> Chronique de la vie économique wallonne : le regard de Didier Paquot
v Les décideurs wallons face à leurs responsabilités
2021-25 - Namur, le 16 août 2021. > [pdf]
Déjà, avant les inondations de juillet qui ont frappé son territoire et ses habitants, la Wallonie présentait un bilan économique et social peu enviable : un taux de pauvreté très élevé, un chômage et un sous-emploi très importants, un niveau d’activité économique trop faible, des finances publiques déséquilibrées, un niveau de dette publique préoccupant. Cette situation ne date pas d’hier, elle perdure depuis plus de 30 ans.
Encore plus alarmant, les gouvernements successifs des 20 dernières années ont élaboré et mis en œuvre des plans de redressement sans que les conditions macro-économiques et macro-sociales ne se soient améliorées significativement sur cette période.
Malgré ce constat étayé par de nombreux et solides indicateurs, jamais un gouvernement ou un ministre n’a reconnu, endossé, ou même interrogé ces échecs évidents. Seul Elio Di Rupo, actuel ministre-président, a admis, dans une interview à "La libre" du 8 février, que ces différents plans pour redresser la Wallonie n’avaient pas obtenu les effets espérés, en attribuant ces échecs à "un manque de temps pour faire adhérer à ces plans un nombre important d’acteurs économiques et sociaux."
Et, à la lecture des rapports d’activité ou des déclarations des dirigeants des différentes institutions et organismes publics ou subventionnés impliqués dans la vie économique et sociale de la Wallonie – agence pour l’emploi (FOREM), centres de formation, agence à l’exportation (AWEX), outils financiers et d’investissement (Invests, SRIW, Sowalfin), administrations de l’économie, de l’emploi et de la R&D, agence du numérique, incubateurs, agences intercommunales de développement, pôles de compétitivité, cellules de valorisation des universités, réseaux d’enseignement, universités, hautes écoles, agences de formation en alternance, j’en oublie certainement –, tous disent accomplir un bon travail.
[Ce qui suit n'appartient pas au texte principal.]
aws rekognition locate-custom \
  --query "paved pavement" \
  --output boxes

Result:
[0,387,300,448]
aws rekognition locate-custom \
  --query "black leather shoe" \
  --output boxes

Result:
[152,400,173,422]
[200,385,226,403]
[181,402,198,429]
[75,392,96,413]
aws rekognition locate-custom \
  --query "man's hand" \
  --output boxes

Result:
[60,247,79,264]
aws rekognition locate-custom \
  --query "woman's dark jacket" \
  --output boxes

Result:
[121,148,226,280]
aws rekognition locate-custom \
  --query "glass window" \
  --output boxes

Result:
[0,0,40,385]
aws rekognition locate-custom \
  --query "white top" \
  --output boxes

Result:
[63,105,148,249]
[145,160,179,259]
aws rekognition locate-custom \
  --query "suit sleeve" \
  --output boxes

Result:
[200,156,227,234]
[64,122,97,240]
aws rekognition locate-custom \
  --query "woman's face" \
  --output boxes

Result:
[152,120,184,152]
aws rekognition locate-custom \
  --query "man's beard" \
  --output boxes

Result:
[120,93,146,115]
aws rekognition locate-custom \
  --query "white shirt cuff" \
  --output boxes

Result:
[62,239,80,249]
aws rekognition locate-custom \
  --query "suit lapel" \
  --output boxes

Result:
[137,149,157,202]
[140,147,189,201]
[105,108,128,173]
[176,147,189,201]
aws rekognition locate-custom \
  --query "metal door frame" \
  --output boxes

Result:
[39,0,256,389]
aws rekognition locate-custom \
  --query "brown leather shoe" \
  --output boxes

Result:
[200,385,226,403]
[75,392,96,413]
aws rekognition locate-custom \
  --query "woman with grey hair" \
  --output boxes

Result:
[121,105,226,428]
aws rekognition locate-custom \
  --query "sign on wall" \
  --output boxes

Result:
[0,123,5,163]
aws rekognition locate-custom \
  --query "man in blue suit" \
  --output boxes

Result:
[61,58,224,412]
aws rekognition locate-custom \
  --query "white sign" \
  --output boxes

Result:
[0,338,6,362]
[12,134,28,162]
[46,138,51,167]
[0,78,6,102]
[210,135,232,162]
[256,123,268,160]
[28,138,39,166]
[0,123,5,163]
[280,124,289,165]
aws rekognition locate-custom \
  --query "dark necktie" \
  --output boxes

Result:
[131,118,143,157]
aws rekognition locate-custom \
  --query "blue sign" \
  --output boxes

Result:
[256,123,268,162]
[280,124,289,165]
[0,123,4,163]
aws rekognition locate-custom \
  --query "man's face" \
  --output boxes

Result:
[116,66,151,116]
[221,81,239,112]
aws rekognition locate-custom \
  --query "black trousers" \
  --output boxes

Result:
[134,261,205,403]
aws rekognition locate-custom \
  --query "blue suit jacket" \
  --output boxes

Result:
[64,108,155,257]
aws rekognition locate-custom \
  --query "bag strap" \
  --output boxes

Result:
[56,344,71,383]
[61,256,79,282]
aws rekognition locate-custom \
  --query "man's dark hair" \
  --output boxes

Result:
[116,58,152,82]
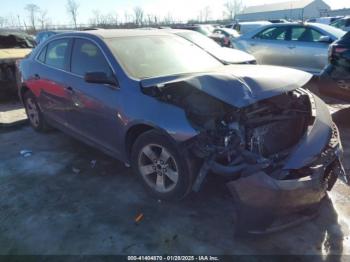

Mais alors, si tout le monde en Wallonie fait bien son métier, comment expliquer cette situation économique et sociale parmi les plus mauvaises au sein des régions européennes ? Vertigineuse question… Mais la solidité de la réponse dépendra de la solidité de l’hypothèse, à savoir que toutes les structures citées accomplissent au mieux leur mission.
Pour les entreprises du secteur privé, les faibles performances sont sanctionnées par le marché, conduisant à une baisse des profits, voire des pertes. Ces entreprises fragilisées sont alors obligées de réagir, sous peine de disparaître. Pour révéler la réalité des performances de structures qui ne sont pas soumises à un marché, il faut fixer des objectifs clairs, réalistes et réalisables, et procéder à des évaluations extérieures et approfondies. Pour nombre des organismes que nous avons cités, en dépit d’un "contrat de gestion" pour certains, les feuilles de route ne sont ni claires ni précises. Rares sont les évaluations dignes de ce nom, et encore plus rares les mesures de correction pour remédier aux faiblesses mises en évidence. Chacun peut donc se décerner tous les satisfecit qu’il juge mériter. Les incitations à l’efficacité et à l’efficience sont faibles.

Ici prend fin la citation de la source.